CONCLUSIONS: Empagliflozin attenuated doxorubicin-induced apoptosis by inhibiting the phosphorylation of JNK and its downstream signaling pathways, including ROS and NAD+.
METHODS: Human induced pluripotent stem cell- and embryonic stem cell-derived cardiomyocytes were used to investigate the direct effect of empagliflozin on human cardiomyocytes. Then, the c-Jun amino-terminal kinases (JNK) inhibitor SP600125 was administered to the doxorubicin cardiotoxicity model in vitro and in vivo to investigate the role of JNK in empagliflozin.
RESULTS: In human stem cell-derived cardiomyocytes, pretreatment with empagliflozin attenuated doxorubicin-induced cleavage of caspase 3 and other apoptosis markers. Empagliflozin significantly attenuated doxorubicin-induced phosphorylation of JNK and p38. Inhibiting the phosphorylation of JNK (SP600125) or STAT3 attenuated doxorubicin-induced apoptosis, but inhibiting the phosphorylation of p38 did not. SP600125 inhibits the phosphorylation of STAT3 (S727), and a STAT3 (Y705) inhibitor also inhibits the phosphorylation of JNK. Empagliflozin and SP600125 attenuated doxorubicin-induced increases in reactive oxygen species (ROS) and decreases in oxidized nicotinamide adenine dinucleotide (NAD+). In animal studies, empagliflozin and SP600125 attenuated doxorubicin-induced cardiac dysfunction and fibrosis.
CONCLUSIONS: Empagliflozin attenuated doxorubicin-induced apoptosis by inhibiting the phosphorylation of JNK and its downstream signaling pathways, including ROS and NAD+.
摘要:
背景:钠-葡萄糖协同转运蛋白-2抑制剂,比如empagliflozin,是心力衰竭的关键疗法。然而,依帕格列净对阿霉素相关心功能不全的影响尚不清楚.

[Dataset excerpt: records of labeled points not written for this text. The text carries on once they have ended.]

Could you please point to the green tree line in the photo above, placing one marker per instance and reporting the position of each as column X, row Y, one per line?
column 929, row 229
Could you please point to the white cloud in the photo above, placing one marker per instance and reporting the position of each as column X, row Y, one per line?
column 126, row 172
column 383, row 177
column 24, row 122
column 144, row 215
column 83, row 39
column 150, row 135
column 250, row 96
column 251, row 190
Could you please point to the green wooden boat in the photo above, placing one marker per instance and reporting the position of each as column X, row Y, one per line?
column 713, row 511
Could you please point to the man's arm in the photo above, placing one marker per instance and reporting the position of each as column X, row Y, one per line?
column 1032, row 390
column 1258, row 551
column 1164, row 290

方法:使用人诱导多能干细胞和胚胎干细胞衍生的心肌细胞来研究依帕格列净对人心肌细胞的直接作用。然后,在体外和体内将c-Jun氨基末端激酶(JNK)抑制剂SP600125应用于阿霉素心脏毒性模型,以研究JNK在依帕列净中的作用.
结果:在人类干细胞衍生的心肌细胞中,用依帕格列净预处理可减弱阿霉素诱导的caspase3和其他凋亡标志物的裂解。Empagliflozin显着减弱了阿霉素诱导的JNK和p38磷酸化。抑制JNK(SP600125)或STAT3的磷酸化减弱阿霉素诱导的细胞凋亡,但抑制p38的磷酸化没有。SP600125抑制STAT3的磷酸化(S727),和STAT3(Y705)抑制剂也抑制JNK的磷酸化。Empagliflozin和SP600125减弱了阿霉素诱导的活性氧(ROS)增加和氧化型烟酰胺腺嘌呤二核苷酸(NAD)减少。在动物研究中,依帕格列净和SP600125可以减轻阿霉素诱导的心脏功能障碍和纤维化。

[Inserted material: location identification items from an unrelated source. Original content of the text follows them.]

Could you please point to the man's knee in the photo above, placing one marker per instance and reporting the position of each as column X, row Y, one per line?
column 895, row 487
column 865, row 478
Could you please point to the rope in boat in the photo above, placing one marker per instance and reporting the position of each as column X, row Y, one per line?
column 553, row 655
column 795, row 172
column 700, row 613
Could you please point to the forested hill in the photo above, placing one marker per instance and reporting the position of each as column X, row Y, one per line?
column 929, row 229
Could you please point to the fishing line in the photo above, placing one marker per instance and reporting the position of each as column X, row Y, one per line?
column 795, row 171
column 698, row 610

结论:Empagliflozin通过抑制JNK及其下游信号通路的磷酸化减弱阿霉素诱导的细胞凋亡,包括ROS和NAD+。
方法:使用人诱导多能干细胞和胚胎干细胞衍生的心肌细胞来研究依帕格列净对人心肌细胞的直接作用。然后,在体外和体内将c-Jun氨基末端激酶(JNK)抑制剂SP600125应用于阿霉素心脏毒性模型,以研究JNK在依帕列净中的作用.

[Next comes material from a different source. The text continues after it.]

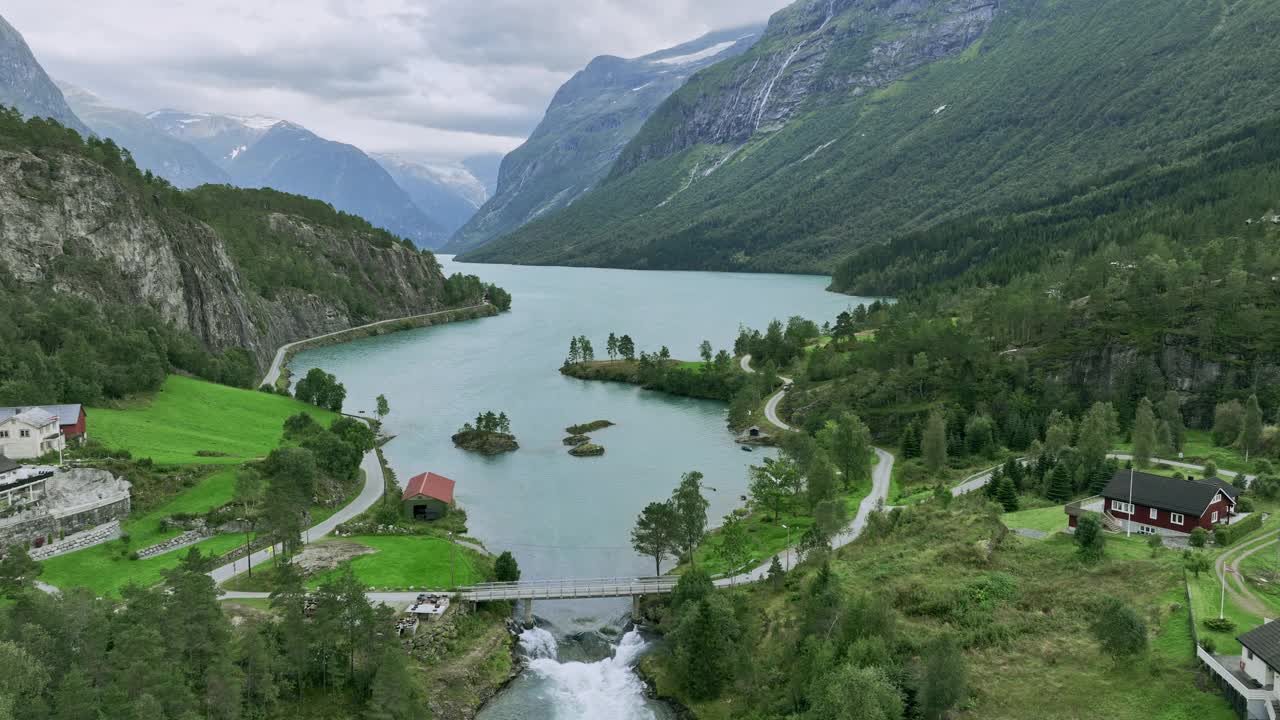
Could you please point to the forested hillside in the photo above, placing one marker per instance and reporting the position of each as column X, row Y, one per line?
column 856, row 122
column 115, row 277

结果:在人类干细胞衍生的心肌细胞中,用依帕格列净预处理可减弱阿霉素诱导的caspase3和其他凋亡标志物的裂解。Empagliflozin显着减弱了阿霉素诱导的JNK和p38磷酸化。抑制JNK(SP600125)或STAT3的磷酸化减弱阿霉素诱导的细胞凋亡,但抑制p38的磷酸化没有。SP600125抑制STAT3的磷酸化(S727),和STAT3(Y705)抑制剂也抑制JNK的磷酸化。Empagliflozin和SP600125减弱了阿霉素诱导的活性氧(ROS)增加和氧化型烟酰胺腺嘌呤二核苷酸(NAD)减少。在动物研究中,依帕格列净和SP600125可以减轻阿霉素诱导的心脏功能障碍和纤维化。
结论:Empagliflozin通过抑制JNK及其下游信号通路的磷酸化减弱阿霉素诱导的细胞凋亡,包括ROS和NAD+。